Robertson is statistically the second most creative player in the Liverpool team this season (3.0 key passes per match), which is an obvious cause for concern for Leicester fans. If Klopp instructs his team to target the left flank his side should win comfortably.
3) Will Maguire and Evans take advantage of Liverpool’s vulnerability to headers?
Brighton frequently caused problems from set-pieces last Saturday, while Pascal Gross and Shane Duffy both came close to scoring with headed chances in the final few minutes of the game. Liverpool clearly haven’t solved all of their defensive worries, and if crossers can avoid Virgil van Dijk then this run of clean sheets will come to an end.
James Maddison has made an excellent start to his Premier League career and the 21-year-old’s dead ball delivery could be a key weapon at the King Power, particularly with Harry Maguire and Jonny Evans to aim for. Van Dijk can’t mark both of them.
However, Leicester have only won nine corners so far this season and are yet to take a free-kick within 30 yards of goal. They’ll first need to improve the speed and effectiveness of their counter-attacks to draw the fouls or earn the corners needed to threaten the Liverpool back line.
4) Can Maddison and Gray lead the counter-attack in Vardy’s absence?
Vardy’s suspension is hugely significant. The 31-year-old has scored 24 goals against ‘ Big Six’ opponents in the Premier League, a remarkable 38% of his total, and seven of these have come against Liverpool. But Leicester won’t just miss Vardy’s goal threat.
His runs on the shoulder of the last defender gives his teammates something to aim for on the counter-attack: a target for their long balls into the channels.

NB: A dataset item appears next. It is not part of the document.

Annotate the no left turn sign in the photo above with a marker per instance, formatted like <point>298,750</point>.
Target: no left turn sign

Kelechi Iheanacho is a completely different type of player, mostly receiving the ball to feet with his back to goal, and so Leicester need to find an alternative way to break.
Maddison’s excellent passing range and composure under pressure will be vital to outmanoeuvring Liverpool’s counter-press and feeding Demarai Gray on the left. The combination play of these two, with the latter’s pace an important weapon to exploit the spaces left by Trent Alexander-Arnold, should define the effectiveness of the hosts’ counter-attacks.
5) Can Ndidi stunt Salah’s creativity?
The most important head-to-head on Saturday is between Mohamed Salah and Wilfried Ndidi. The Egypt international has completed more key passes (12) than any other player in the Premier League so far this season, while last season Leicester’s defensive midfielder made the most tackles (138) in the division.
Against Brighton, whose defensive formation resembles how Leicester will approach Saturday’s game, the vast majority of Salah’s key passes were from a centre-right position outside the penalty area. This is an area of increasing importance to Salah now his ability to run in behind has been limited, which is why Ndidi’s role is so significant at the King Power. If the Nigerian can stamp out Salah’s influence by dispossessing him in the final third he might just trigger decisive counter-attacks as well as suffocate Liverpool’s biggest threat.